A potential environment suitable for FPGAs is emerging in high-speed data communication networks. With the increased bandwidth of Gigabit ATM and Ethernet, switch and network interface cards face increased throughput requirements as well as more demanding Quality of Service (QoS) needs. Some developers see the FPGA as a tool for implementing custom network processing logic that directly interacts with high-speed link transceivers [42]. These implementations can be expanded to provide hardware support for QoS oriented packet scheduling. Current schedulers analyze a list of queued packets' statistics and recompute priorities to make intelligent scheduling decisions. In a real-time context this work is non-trivial for CPUs, and may be better suited for FPGAs that can compute priorities in parallel. Additionally, the reconfigurable aspect of FPGAs allows researchers to experiment with complex scheduling algorithms at previously infeasible speeds.

The Illinois Pulsar-based Optical INTerconnect (iPOINT) project seeks to enhance QoS features of the Washington University Gigabit ATM switch through an FPGA card inserted at each switch port [43]. At the lowest levels, these FPGA cards implement an ATM port's standard responsibilities such as VPI/VCI translation, packet header CRC checks, and physical interface management. Recent work in the iPOINT project extends these duties to include multicast support and an elaborate input queue management algorithm known as 3-Dimensional Queuing (3DQ) [44]. The 3DQ design is significant for at least two reasons. First, it improves the service performance of the switch by prioritizing input queue packets based on a combination of virtual circuit ID, destination port, and a packet's global priority level. Second, this hardware implementation built with 1997 technology performs these QoS decisions at a speed sufficient to satisfy OC-12 data rates (622Mbps). Observing that other scheduling algorithms constantly

update queued packets' priorities, FPGAs may prove to be ideal companions for an upcoming generation of high-performance queuing systems.

## 8. Obstacles and Future Enhancements

As seen in sections 4.2 and 7.2, the primary obstacle for practical use of FPGA-assisted computation is the positioning of the FPGA in the overall system.
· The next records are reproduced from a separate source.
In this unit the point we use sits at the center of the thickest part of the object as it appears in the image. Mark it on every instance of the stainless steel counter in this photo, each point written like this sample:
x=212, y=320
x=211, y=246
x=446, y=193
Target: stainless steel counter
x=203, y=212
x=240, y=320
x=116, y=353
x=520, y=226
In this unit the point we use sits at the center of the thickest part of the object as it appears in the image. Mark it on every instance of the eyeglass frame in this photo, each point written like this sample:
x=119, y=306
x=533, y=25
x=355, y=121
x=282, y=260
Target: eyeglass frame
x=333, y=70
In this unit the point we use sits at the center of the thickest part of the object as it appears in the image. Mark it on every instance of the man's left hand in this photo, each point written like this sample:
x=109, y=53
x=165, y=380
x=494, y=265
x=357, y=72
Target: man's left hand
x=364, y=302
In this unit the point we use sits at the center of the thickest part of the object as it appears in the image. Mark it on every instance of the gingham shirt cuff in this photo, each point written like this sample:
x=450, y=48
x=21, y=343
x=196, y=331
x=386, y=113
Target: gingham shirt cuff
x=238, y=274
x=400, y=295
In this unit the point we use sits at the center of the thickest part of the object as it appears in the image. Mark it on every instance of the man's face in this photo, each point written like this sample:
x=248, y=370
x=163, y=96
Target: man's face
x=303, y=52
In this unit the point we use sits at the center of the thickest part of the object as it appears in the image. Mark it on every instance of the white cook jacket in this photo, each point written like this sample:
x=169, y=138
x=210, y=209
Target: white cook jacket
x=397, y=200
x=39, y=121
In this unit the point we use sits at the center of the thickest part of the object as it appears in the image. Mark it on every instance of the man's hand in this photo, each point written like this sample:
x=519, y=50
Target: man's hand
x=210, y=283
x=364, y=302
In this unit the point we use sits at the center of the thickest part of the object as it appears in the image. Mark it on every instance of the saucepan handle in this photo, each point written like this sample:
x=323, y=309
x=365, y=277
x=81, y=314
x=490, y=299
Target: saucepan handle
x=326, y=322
Performance of the FPGA significantly degrades as the distance of the FPGA from the host CPU and memory subsystem increases. Various proposals suggest methods of decreasing this distance to provide a tighter coupling with the host processor. The first and most practical method is to move FPGA processing boards off the PCI bus and into the high-speed AGP slot in PCs [41]. This upgrade gives the boards a high-speed bus as well as better access to the host's memory subsystem without radical system modifications. The second and more elaborate method addresses the I/O limitations of the actual FPGA chip. In [45] the authors propose adding a high-speed VLSI communication core such as RAMBUS to an FPGA chip. Such a core allows FPGAs to overcome physical pin limitations by multiplexing an FPGA design's data lines onto a high-speed link. This modification is drastic since it calls for FPGA architecture changes as well as an integration of the FPGA directly into the host memory subsystem. The third and most radical approach to improved coupling is to embed the FPGA as a unit inside the CPU [46]. Observing the inclusion of MMX in the x86 architecture, researchers are hopeful that industry will see the embedding of FPGAs in processors as useful in the times of Gigascale design. Such implementations represent a fulfillment of Estrin's 1960 proposal for variable structure processing in CPUs.
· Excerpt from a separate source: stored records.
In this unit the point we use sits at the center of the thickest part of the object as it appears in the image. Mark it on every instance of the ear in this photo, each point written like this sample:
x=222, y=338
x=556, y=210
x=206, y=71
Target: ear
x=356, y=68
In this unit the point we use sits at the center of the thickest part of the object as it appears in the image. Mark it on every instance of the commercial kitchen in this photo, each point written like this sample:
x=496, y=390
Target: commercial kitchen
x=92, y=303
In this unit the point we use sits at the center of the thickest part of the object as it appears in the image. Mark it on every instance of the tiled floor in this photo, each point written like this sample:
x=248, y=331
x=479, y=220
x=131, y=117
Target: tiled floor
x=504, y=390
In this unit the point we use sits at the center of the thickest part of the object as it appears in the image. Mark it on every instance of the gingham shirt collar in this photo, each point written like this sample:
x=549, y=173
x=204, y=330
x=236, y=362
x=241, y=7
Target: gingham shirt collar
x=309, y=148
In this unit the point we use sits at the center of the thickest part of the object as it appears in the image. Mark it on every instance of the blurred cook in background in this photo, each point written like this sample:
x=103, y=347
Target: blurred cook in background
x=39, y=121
The ability to rapidly reconfigure an FPGA is essential to configurable computing and a limitation of current-generation architectures. Two methods of improving this problem include partial reconfiguration and context switching FPGAs. Partial reconfiguration devices such as the XC6200 and Virtex families allow portions of the device to be read or written at a time without disturbing the entire device. This style is conducive to "Virtual FPGA" management operating systems that swap hardware images into and out of the FPGA as needed by application. Partial reconfiguration is a natural extension of previous FPGA research and is expected to give the upcoming Virtex family an edge in the configurable computing community.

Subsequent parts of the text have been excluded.